Wrong Message in Cincinnati Police Shooting Verdict
Earlier this year, President Bush told Congress that he would do everything he could to end racial profiling. After the monstrous attack on the World Trade Center and the Pentagon, Bush repeatedly told Arab-American groups that racial profiling was wrong and that he would vigorously oppose it.
That message apparently fell on deaf ears in Hamilton County Municipal Judge Ralph E. Winkler's court. On September 26, Winkler summarily acquitted white Cincinnati police officer, Stephen Roach of criminal charges in the April 7 slaying of 19-year-old Timothy Thomas during a traffic pursuit. The shooting had ignited three days of riots, and a pledge by Attorney-General, John Ashcroft to launch a federal investigation of the shooting. Winkler's recent ruling provoked another two nights of tension and curfews in the Cincinnati neighborhood where the shooting took place.
Winkler's verdict may have had some legal justification, if he believed that Roach feared for his life, and fired in self-defense. But there was no justification for his incredible add-on rationale to support the acquittal that Roach's record was clean, and Thomas's wasn't. Did this mean that even though Thomas was unarmed and running away, his string of arrests for minor offenses justified his slaying? Or more likely, Winkler's unmistakable meaning was that because Thomas was young, black, and male it was automatically assumed he was a criminal suspect.
That assumption continues to fuel the charge by black and Latino leaders that police routinely, beat, maim, lie, and plant evidence on black and Latino suspects, solely because of their color. A legion of prominent black and Latino actors, entertainers, business leaders, and even some state legislators and House representatives still complain that they are racially harassed by police on the roads. There have been a wave of lawsuits and million dollar settlements paid to black motorists in New Jersey and Maryland who claim they were beaten, shot, and harassed by state police.
Racial profiling is not merely a practice many hoped that public revulsion would render a thing of the past. The day before Winkler's verdict, a Ventura County, California public defender in a survey of more than 300 misdemeanor criminal or traffic cases, many of them almost certainly similar to the stop that got Thomas killed, found that nearly all involved black or Latino drivers. They were arrested after being pulled over for minor traffic infractions.
Racial profiling has fueled enough racial turmoil, and massive media and public attention, the last couple of years, that 10 states passed legislation requiring local police agencies to keep racial statistics on traffic stops. Three states have passed laws aimed at outlawing racial profiling.

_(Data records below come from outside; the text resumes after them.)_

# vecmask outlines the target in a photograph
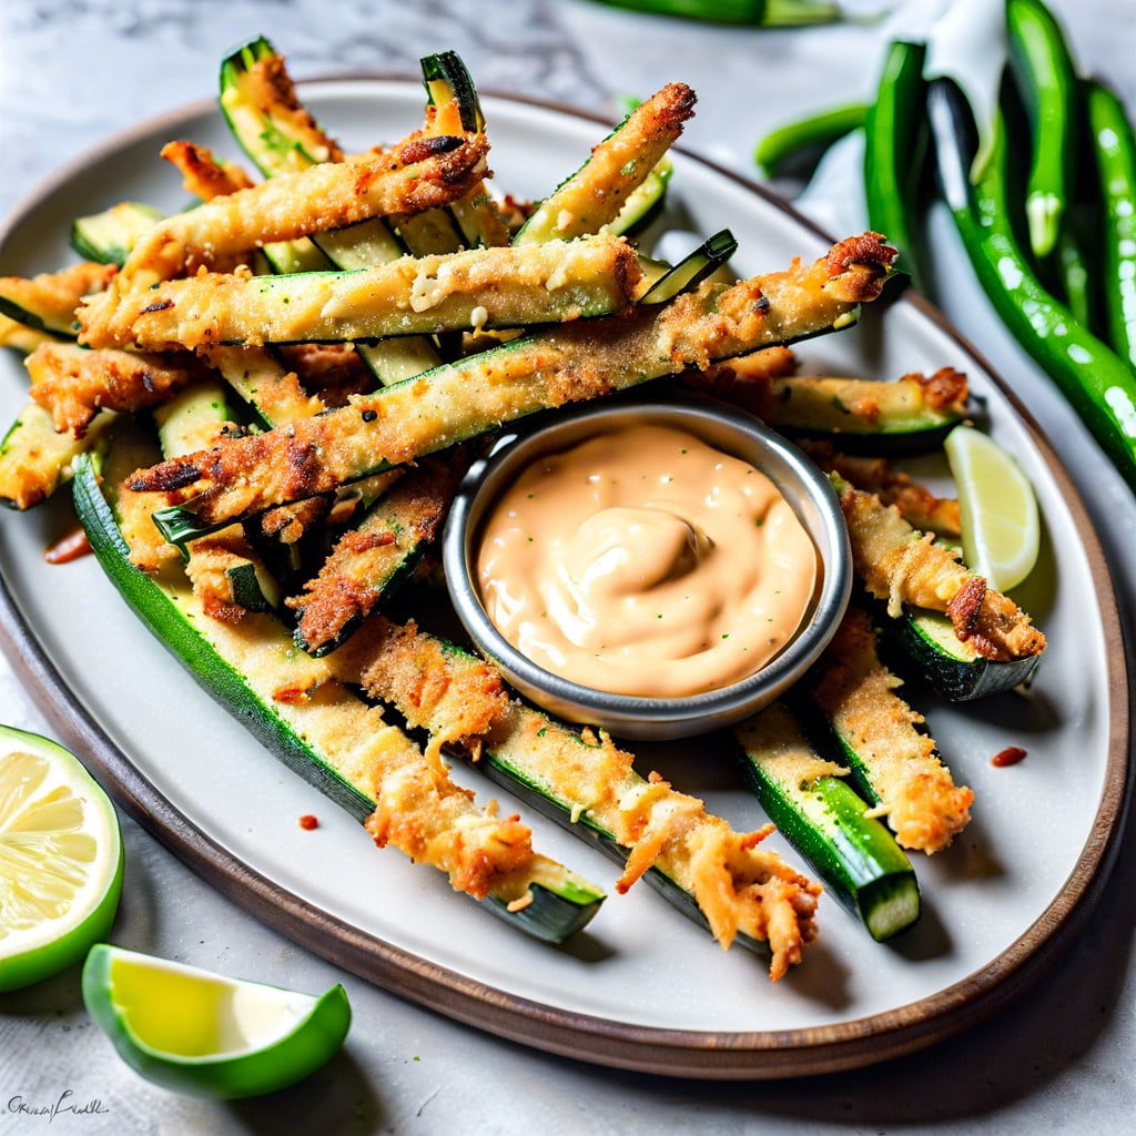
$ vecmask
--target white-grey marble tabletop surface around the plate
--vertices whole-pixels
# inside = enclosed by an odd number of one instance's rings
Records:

Immediately before President Clinton left office he directed federal agencies to collect data on race, gender and ethnicity of anyone they question. Ashcroft did not scrap the policy.
In a report, "Police Practices and Civil Rights in America," issued last November, the Civil Rights Commission went much further. They denounced racial profiling and called on police departments to immediately fire any officer guilty of racial profiling. Even Cincinnati officials, while vehemently denying that police racially profile minorities, established a commission after the Thomas killing, to recommend measures to improve police-community relations and reduce violence.
These are welcome steps in the on-going battle against racial profiling. Unfortunately, the roadblocks to fully wiping out profiling remain formidable. Courts have been loathe to back black and Latino plaintiffs in racial profiling lawsuits. It usually comes down to their word versus the police officer's. Also, courts have ruled that race is a factor law enforcement can use in determining whether an individual can be stopped, searched and arrested. In a 1996 ruling, the U.S. Supreme Court held that a motorist can be stopped even if the stop was based on race as long as there was a legal reason for making the stop.
Congress hasn't helped much in the racial profiling battle. Since 1998 Michigan Democrat John Conyers has waged a virtual one-man fight to get Congress to pass his Traffic Stops Statistics Study Act. The bill requires the Justice Department to compile figures from local police departments by race on highway traffic stops. The data would document why a driver was stopped, and whether an arrest was made or not. The Justice Department could use the figures to determine how pervasive racial profiling is. Wisconsin Senator Russ Feingold has a similar bill in the Senate. Despite public demands that law enforcement do whatever it takes, even if that includes passenger profiling, to make airports safe, Conyers and Feingold say they will continue to fight to make racial profiling illegal.
If Bush and Ashcroft really want to get rid of profiling, they must do everything they can to get the Conyer's bill passed. This would send the right message to the nation that racial profiling is wrong even in times of national crisis. It's certainly a message Judge Wilkins badly needs to hear.
Earl Ofari Hutchinson is a nationally syndicated columnist and the president of the National Alliance for Positive Action.